Welcome back to class! Today, we took a significant leap in our Algebra unit. We have officially moved away from working strictly with numbers (like $2^3$) and added variables (like $x^3$ and $y^5$) into the mix. While seeing letters in math problems can sometimes look intimidating, remember the golden rule: the laws of exponents never change.
Whether the base is a $5$ or an $x$, the logic remains exactly the same. Below is a recap of the key concepts from today's lecture notes and a guide to help you crush the homework.
Key Exponent Rules for Variable Expressions
As we saw in the class notes, simplifying expressions often involves using more than one rule in a single problem. Here is your cheat sheet:
- The Product Rule: When multiplying terms with the same base, keep the base and add the exponents.
$$x^a \cdot x^b = x^{a+b}$$ - The Quotient Rule: When dividing terms with the same base, keep the base and subtract the exponents.
$$\frac{x^a}{x^b} = x^{a-b}$$ - Power to a Power: When raising a power to another power, multiply the exponents.
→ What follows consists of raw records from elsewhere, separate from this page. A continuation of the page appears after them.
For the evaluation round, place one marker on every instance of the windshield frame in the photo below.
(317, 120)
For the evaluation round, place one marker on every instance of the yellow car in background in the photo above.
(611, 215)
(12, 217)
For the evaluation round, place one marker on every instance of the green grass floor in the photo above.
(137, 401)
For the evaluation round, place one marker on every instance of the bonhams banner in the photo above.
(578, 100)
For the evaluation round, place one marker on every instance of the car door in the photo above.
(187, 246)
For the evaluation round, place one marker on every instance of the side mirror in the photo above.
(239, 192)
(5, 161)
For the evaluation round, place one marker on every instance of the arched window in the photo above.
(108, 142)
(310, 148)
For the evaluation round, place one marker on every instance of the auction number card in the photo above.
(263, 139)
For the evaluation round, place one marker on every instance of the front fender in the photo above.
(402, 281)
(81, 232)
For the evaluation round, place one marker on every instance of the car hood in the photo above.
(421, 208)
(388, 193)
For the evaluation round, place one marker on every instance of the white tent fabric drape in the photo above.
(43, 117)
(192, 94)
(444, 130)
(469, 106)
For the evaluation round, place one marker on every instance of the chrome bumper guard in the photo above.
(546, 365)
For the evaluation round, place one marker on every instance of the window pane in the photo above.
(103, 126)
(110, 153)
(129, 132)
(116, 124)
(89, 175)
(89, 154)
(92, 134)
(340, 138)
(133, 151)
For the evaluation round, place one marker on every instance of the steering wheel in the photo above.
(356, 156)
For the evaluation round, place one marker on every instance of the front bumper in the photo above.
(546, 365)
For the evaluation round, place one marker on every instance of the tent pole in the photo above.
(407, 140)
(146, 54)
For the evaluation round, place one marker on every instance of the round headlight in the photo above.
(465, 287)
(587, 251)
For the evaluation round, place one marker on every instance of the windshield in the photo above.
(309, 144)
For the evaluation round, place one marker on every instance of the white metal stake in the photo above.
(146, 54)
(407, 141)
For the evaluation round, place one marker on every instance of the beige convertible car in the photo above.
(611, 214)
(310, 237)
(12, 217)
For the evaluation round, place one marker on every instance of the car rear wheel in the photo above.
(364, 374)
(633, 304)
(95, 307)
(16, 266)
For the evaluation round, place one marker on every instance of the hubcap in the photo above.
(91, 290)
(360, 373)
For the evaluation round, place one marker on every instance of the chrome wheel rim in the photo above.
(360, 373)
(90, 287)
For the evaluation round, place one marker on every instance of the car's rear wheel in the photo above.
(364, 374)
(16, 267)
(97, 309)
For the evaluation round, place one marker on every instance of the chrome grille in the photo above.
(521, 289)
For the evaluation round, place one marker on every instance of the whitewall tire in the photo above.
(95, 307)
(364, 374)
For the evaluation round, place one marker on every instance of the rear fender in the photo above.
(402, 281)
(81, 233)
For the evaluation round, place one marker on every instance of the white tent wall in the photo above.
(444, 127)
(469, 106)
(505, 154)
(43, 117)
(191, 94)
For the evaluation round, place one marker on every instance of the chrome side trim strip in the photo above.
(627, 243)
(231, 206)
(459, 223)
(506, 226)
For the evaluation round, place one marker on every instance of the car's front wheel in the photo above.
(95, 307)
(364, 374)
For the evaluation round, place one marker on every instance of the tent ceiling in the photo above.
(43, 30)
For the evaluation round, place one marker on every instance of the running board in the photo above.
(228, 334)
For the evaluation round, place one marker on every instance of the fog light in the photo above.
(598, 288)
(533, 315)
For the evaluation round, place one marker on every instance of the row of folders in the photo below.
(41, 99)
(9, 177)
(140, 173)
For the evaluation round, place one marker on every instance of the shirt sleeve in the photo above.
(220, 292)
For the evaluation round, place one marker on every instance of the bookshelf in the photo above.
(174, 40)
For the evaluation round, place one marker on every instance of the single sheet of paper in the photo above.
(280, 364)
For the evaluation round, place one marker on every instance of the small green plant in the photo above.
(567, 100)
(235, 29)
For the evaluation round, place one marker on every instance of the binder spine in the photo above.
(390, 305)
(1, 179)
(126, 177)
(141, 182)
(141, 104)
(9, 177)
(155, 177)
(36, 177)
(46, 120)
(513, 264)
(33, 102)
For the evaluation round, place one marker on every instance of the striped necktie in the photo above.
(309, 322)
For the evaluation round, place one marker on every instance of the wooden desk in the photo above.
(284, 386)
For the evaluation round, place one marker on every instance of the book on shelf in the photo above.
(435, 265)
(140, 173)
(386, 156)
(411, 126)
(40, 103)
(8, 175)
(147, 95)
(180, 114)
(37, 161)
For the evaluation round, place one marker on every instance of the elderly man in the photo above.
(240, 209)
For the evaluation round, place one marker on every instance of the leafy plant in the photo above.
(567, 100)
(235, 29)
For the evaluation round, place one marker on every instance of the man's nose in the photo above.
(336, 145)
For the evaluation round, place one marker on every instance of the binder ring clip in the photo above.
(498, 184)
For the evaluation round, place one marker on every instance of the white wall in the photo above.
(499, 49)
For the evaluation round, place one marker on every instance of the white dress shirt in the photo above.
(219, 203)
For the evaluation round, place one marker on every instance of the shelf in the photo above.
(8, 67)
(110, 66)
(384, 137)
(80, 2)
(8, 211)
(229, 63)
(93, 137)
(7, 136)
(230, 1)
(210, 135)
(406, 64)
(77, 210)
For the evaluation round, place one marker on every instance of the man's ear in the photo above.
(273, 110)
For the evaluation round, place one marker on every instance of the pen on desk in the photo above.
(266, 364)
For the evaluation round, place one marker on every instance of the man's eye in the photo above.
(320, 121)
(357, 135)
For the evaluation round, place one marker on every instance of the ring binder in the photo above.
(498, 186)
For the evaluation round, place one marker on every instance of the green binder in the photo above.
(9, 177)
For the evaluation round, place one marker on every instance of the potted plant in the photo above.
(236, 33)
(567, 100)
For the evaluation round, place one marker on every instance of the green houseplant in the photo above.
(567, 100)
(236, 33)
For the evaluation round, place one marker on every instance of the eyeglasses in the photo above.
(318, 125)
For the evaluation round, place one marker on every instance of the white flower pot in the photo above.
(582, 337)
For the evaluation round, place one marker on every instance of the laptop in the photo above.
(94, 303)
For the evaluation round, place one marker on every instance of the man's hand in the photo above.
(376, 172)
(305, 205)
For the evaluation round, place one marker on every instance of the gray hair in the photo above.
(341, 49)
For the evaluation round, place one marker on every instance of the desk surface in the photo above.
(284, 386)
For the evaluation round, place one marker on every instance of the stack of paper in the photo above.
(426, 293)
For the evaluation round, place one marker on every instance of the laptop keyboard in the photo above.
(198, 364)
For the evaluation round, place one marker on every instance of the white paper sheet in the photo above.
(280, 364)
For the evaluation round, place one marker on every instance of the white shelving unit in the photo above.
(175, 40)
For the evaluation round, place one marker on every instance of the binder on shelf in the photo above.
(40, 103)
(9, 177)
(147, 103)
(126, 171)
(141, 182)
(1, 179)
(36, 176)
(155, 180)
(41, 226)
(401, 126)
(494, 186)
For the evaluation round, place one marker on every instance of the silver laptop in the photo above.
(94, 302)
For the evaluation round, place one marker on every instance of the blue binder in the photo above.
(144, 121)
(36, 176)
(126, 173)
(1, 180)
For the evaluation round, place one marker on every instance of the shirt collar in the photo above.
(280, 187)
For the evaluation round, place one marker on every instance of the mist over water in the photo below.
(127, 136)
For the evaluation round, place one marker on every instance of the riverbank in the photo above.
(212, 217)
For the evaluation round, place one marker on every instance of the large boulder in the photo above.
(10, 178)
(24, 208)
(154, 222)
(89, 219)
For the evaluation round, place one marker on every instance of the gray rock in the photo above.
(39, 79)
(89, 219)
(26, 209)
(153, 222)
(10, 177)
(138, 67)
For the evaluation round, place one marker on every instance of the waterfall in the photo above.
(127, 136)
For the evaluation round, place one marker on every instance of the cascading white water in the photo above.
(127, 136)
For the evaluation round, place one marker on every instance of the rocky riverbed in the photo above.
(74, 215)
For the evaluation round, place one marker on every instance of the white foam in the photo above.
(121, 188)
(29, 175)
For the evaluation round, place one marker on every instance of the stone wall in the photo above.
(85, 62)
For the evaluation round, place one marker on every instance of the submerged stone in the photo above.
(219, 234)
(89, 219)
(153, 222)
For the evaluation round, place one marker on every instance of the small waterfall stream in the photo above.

$$(x^a)^b = x^{a \cdot b}$$ - Power of a Product: Distribute the exponent to every factor inside the parentheses (including the coefficient!).
$$(2x^3)^5 = 2^5 \cdot x^{15} = 32x^{15}$$
Handling Negative Exponents
A major focus of today's lesson (and the homework) is dealing with negative exponents. Remember that a negative exponent indicates a reciprocal. You can think of it as a ticket to cross the fraction bar.
If you have $x^{-3}$ in the numerator, move it to the denominator to make it positive. If you have a negative exponent in the denominator, move it up to the numerator.
Example from class: $$\frac{x^{-1}y}{xy^{-2}}$$
To simplify this, we move the $x^{-1}$ down and the $y^{-2}$ up:
$$\frac{y \cdot y^2}{x \cdot x} = \frac{y^3}{x^2}$$Homework Assignment
Your homework is to complete Algebra 1 Unit 7 Exponent Rules Worksheet #2. There are 40 practice problems plus a bonus question.
Important Requirements:
- Show Your Work: As stated on the worksheet, you must show your steps to receive credit. Don't just write the answer!
- No Negative Exponents: Your final answer must contain only positive exponents.
Take your time, especially with the problems that have both coefficients and multiple variables (like #21 and #40). Download the notes if you need a refresher on the steps we took in class. Good luck!